Fwiw, and I promise no fake or dreamy dramatisation ever, I have veered many times always always though only seeking a better stepping stone.
Last last resort basically.
Yesterday was the outright most fearless about it I've been stirred ever yet.
By fearless, I mean discarding knowing the weight and impact of the consequences on others first because that's it, totally only f right thing to do, Now!
Thinking, in that driven stage.
I literally genuinely begin proposals and arrangements except drugs are always involved first.
I do try taking enough benzo powder to just see, if it stops my tracks, lessee evil? and all!
It often does. But wild q's though, 35 mg's Etiz or Bromazolam maybe, with lots benzo potentiating kava and v stoned 24365
Then, damn legalities.
I have some, ahem...trips! Laying about that's all
And bloody (fuck her ex Majesty for growing selling legally based on firm undisputed science way more medical Skunk vs anyone single ever) MY, vital medical weed.

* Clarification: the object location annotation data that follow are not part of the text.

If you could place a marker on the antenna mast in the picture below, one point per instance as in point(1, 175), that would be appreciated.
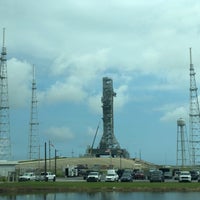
point(34, 124)
point(194, 118)
point(5, 143)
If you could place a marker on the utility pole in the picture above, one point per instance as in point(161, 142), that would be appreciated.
point(5, 142)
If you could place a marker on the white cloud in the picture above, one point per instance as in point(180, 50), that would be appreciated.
point(19, 82)
point(59, 134)
point(172, 113)
point(63, 92)
point(94, 103)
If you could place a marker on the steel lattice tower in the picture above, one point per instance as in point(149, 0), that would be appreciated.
point(194, 118)
point(108, 140)
point(34, 145)
point(182, 156)
point(5, 142)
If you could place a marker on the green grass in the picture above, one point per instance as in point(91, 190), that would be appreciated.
point(30, 187)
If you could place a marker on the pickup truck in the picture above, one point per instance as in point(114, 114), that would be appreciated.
point(49, 176)
point(29, 176)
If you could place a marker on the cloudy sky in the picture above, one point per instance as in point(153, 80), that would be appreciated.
point(142, 45)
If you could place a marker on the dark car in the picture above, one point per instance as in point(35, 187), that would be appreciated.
point(156, 176)
point(126, 177)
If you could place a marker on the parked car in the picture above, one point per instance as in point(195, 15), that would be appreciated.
point(156, 176)
point(111, 176)
point(29, 176)
point(126, 177)
point(176, 175)
point(185, 176)
point(168, 175)
point(93, 177)
point(48, 176)
point(194, 174)
point(139, 175)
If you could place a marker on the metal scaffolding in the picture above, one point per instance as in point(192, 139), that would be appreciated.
point(5, 142)
point(182, 156)
point(194, 118)
point(34, 145)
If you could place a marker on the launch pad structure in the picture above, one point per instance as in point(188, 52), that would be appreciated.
point(108, 144)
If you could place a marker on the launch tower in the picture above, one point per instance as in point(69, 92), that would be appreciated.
point(108, 144)
point(182, 156)
point(194, 118)
point(34, 145)
point(5, 143)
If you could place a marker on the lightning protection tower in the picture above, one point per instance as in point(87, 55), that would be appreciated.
point(34, 146)
point(5, 143)
point(194, 118)
point(182, 156)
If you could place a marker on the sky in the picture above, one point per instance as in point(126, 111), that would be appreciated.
point(142, 45)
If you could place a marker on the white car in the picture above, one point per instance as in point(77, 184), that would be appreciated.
point(185, 176)
point(49, 176)
point(93, 177)
point(29, 176)
point(112, 177)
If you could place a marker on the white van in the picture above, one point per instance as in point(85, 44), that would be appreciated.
point(111, 176)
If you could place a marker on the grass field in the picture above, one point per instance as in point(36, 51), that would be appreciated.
point(34, 187)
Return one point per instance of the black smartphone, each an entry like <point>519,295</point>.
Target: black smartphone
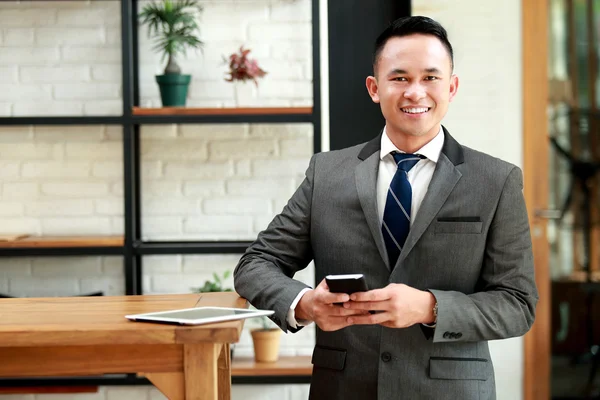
<point>346,283</point>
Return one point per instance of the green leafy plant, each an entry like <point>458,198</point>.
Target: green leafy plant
<point>216,285</point>
<point>174,24</point>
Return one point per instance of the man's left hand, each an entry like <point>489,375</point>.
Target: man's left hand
<point>396,306</point>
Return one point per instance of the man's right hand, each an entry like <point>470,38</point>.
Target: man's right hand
<point>318,305</point>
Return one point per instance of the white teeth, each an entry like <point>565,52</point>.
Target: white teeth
<point>414,110</point>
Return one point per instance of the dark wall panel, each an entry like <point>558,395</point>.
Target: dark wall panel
<point>353,27</point>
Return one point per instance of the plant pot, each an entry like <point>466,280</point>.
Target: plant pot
<point>173,89</point>
<point>266,344</point>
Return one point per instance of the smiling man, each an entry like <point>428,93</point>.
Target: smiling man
<point>440,232</point>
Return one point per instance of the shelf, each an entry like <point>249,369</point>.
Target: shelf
<point>180,115</point>
<point>156,248</point>
<point>63,245</point>
<point>100,120</point>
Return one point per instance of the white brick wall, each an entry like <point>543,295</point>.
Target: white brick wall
<point>199,182</point>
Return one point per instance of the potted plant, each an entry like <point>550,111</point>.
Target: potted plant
<point>266,341</point>
<point>241,69</point>
<point>174,24</point>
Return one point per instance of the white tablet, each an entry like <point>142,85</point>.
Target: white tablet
<point>199,315</point>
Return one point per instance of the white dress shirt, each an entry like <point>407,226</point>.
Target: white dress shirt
<point>419,178</point>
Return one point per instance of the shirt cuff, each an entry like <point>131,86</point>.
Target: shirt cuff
<point>292,321</point>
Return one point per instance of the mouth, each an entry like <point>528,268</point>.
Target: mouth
<point>415,110</point>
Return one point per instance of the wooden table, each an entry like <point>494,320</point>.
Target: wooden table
<point>69,336</point>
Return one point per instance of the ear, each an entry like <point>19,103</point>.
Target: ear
<point>453,86</point>
<point>372,88</point>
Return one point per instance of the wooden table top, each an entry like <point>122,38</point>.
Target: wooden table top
<point>99,320</point>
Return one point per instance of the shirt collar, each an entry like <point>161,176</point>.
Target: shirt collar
<point>431,150</point>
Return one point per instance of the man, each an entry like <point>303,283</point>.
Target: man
<point>440,232</point>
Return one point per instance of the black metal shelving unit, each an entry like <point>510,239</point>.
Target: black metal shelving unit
<point>134,247</point>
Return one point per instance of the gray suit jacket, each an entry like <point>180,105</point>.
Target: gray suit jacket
<point>469,245</point>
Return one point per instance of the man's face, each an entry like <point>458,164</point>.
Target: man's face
<point>414,84</point>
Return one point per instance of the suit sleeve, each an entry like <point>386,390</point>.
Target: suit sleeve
<point>264,274</point>
<point>504,304</point>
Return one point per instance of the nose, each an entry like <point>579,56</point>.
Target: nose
<point>415,92</point>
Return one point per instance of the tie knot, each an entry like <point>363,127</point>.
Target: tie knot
<point>406,161</point>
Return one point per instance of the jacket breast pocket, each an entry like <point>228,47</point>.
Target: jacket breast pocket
<point>459,368</point>
<point>327,357</point>
<point>474,227</point>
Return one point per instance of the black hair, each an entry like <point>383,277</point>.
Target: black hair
<point>409,26</point>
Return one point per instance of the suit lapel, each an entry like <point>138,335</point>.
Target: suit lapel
<point>445,177</point>
<point>366,186</point>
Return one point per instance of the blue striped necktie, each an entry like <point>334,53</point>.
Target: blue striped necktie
<point>396,215</point>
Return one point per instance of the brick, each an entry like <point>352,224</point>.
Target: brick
<point>69,134</point>
<point>296,147</point>
<point>281,131</point>
<point>89,54</point>
<point>278,187</point>
<point>18,37</point>
<point>62,207</point>
<point>29,56</point>
<point>289,167</point>
<point>103,107</point>
<point>107,15</point>
<point>154,227</point>
<point>73,266</point>
<point>212,263</point>
<point>235,206</point>
<point>159,265</point>
<point>283,89</point>
<point>47,108</point>
<point>107,169</point>
<point>109,285</point>
<point>160,132</point>
<point>68,36</point>
<point>113,265</point>
<point>228,150</point>
<point>291,11</point>
<point>94,151</point>
<point>54,169</point>
<point>161,188</point>
<point>9,170</point>
<point>11,209</point>
<point>225,226</point>
<point>113,207</point>
<point>20,225</point>
<point>44,286</point>
<point>182,149</point>
<point>292,31</point>
<point>20,190</point>
<point>75,189</point>
<point>64,73</point>
<point>15,92</point>
<point>107,73</point>
<point>198,170</point>
<point>214,131</point>
<point>20,17</point>
<point>79,226</point>
<point>87,91</point>
<point>169,206</point>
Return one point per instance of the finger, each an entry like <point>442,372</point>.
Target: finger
<point>372,295</point>
<point>371,319</point>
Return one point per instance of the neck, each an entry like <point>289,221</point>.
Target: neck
<point>411,143</point>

I bet 40 mg's yesterday by afternoon, did help me avert. Rough though.
Today, I feel unexpectedly different better calmer clearer more optimistic, not wistfully but like a baseball player knowing they're fit with an optimum grip analogy.
So, damn. Trust me I'm tough resilient resourceful hard, but I was lividly crazy with reason, still..
I reasoned timelessly ceaselessly though. I'm f here somehow.
It IS a new day. There may be some level of hope.
Just take lesson maybe, I will keep trying to do that myself.